Criminal probe handed over

THE POLICE Chief yesterday handed over a sizeable report on its criminal investigation into the Mari blast to the Attorney-general, reportedly pointing the finger at ten people deemed criminally responsible.

Police Chief Michalis Papageorgiou and his team delivered 36 files and 1,000 pages comprising a two-volume report. 

The police took 1,123 depositions, 510 testimonies and collected 464 separate pieces of evidence. 

It is understood that police have recommended the prosecution of ten individuals from all public bodies involved in the events leading up to and after the blast that killed 13 people and destroyed the island’s main power station at Vassilikos.

Attorney-general Petros Clerides said in August that the main offence they were investigating was manslaughter. 

“In this report and box files is everything that has happened from the beginning until the end,” Papageorgiou said as he handed over the report.

“It includes what happened on the scene during the explosion, data collecting, all papers wherever they were and a scholastic study of all documents,” Papageorgiou added. 

The July 11 blast was the result of the explosion of 98 containers holding munitions which were confiscated in 2009 and were exposed to the weather for over two years. 

The police report was delivered only a day after Polys Polyviou released his 600-page plus report and publicly pointed the finger as President Demetris Christofias at a subsequent news conference.

Polyviou attributed the ultimate political and personal culpability for the events to Christofias and to a lesser extent respective former foreign and defence ministers Marcos Kyprianou and Costas Papacostas.
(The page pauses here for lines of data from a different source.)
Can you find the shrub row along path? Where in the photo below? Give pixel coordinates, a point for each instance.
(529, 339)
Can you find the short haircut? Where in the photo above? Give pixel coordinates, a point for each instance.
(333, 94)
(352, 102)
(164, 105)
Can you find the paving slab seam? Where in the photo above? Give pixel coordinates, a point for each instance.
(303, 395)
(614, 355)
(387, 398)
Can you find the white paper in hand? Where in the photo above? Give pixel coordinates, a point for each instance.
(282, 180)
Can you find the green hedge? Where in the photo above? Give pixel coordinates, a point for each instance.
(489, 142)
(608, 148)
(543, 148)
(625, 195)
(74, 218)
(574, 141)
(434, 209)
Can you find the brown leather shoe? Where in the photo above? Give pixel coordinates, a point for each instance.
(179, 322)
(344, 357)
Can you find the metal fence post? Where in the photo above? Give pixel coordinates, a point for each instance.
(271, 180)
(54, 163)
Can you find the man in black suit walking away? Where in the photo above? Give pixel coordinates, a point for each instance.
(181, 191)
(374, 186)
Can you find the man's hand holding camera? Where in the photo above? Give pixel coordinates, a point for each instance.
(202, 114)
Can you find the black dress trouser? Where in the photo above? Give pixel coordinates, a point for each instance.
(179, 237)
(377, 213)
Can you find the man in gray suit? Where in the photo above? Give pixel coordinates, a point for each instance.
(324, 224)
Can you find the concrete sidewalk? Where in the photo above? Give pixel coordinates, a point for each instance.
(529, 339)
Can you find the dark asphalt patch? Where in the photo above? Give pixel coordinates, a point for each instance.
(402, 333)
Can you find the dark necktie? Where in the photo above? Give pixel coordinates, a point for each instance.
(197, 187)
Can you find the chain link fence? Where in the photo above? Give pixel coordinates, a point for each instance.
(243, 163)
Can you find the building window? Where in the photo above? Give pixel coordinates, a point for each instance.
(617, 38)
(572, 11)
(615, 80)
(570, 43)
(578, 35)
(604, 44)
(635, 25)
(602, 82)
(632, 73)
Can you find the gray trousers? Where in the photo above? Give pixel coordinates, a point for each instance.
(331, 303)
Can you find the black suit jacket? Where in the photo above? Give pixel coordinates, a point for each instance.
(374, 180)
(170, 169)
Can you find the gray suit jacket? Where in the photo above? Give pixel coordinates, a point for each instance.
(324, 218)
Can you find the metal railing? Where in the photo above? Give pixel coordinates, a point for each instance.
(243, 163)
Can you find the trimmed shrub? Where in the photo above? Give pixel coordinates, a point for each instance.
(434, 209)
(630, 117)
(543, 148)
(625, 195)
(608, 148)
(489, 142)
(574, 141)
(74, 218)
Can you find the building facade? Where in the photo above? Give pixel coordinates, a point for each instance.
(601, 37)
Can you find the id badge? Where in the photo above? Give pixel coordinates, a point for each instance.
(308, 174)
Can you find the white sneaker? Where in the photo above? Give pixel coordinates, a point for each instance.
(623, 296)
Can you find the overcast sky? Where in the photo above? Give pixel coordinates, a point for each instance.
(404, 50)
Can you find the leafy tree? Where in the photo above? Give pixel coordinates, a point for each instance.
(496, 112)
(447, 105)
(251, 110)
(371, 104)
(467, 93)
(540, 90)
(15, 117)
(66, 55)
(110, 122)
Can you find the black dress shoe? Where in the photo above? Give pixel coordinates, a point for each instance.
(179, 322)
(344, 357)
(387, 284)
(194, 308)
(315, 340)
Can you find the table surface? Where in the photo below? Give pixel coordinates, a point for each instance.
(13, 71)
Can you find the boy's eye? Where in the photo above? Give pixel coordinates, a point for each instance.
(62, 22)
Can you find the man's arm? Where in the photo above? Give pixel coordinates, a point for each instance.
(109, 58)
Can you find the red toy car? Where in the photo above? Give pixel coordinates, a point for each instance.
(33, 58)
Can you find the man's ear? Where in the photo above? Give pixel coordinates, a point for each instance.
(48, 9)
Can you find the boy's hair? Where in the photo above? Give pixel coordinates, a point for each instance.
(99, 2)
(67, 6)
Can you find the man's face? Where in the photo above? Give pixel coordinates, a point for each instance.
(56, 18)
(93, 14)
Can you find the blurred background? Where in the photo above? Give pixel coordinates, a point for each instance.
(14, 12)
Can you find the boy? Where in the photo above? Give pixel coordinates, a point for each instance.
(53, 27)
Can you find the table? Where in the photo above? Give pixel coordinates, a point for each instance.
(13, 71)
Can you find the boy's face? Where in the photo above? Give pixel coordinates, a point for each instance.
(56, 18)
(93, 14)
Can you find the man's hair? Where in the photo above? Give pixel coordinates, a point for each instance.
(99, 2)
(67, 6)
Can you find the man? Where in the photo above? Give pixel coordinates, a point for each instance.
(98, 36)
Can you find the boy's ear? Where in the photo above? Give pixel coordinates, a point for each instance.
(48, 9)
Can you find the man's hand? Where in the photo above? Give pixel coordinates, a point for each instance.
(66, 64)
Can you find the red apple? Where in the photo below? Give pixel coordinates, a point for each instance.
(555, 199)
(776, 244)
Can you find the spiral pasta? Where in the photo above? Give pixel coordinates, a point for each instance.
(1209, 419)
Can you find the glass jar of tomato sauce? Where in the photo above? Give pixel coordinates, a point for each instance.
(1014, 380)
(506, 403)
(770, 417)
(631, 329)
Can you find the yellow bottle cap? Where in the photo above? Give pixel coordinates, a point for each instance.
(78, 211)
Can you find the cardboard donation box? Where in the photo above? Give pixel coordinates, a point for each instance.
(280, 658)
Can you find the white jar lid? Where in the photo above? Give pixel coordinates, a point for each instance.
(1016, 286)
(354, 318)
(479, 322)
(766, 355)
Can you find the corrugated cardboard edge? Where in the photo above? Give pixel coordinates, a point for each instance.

Polyviou also made references to criminal offences and the need to investigate everyone involved “with no exceptions.”  

Clerides became impatient at journalists pushing for remarks on Polyviou’s comments. 

“I will see Polyviou’s report and if based on his conclusions I judge that the police should take additional evidence, I will take them,” Clerides said. 

Clerides repeated more than once that the decision to press criminal charges belonged to him and him alone and he would be the one to choose whether to start criminal proceedings against individuals or not, he said. 

Some opposition parties and relatives of the 13 victims of the blast have been calling for Christofias to be prosecuted. 

For that to happen, Clerides would have to appeal to the Supreme Court arguing that he committed high treason “or any other dishonourable offence or an offence involving moral turpitude” as stated in article 45 of the Constitution.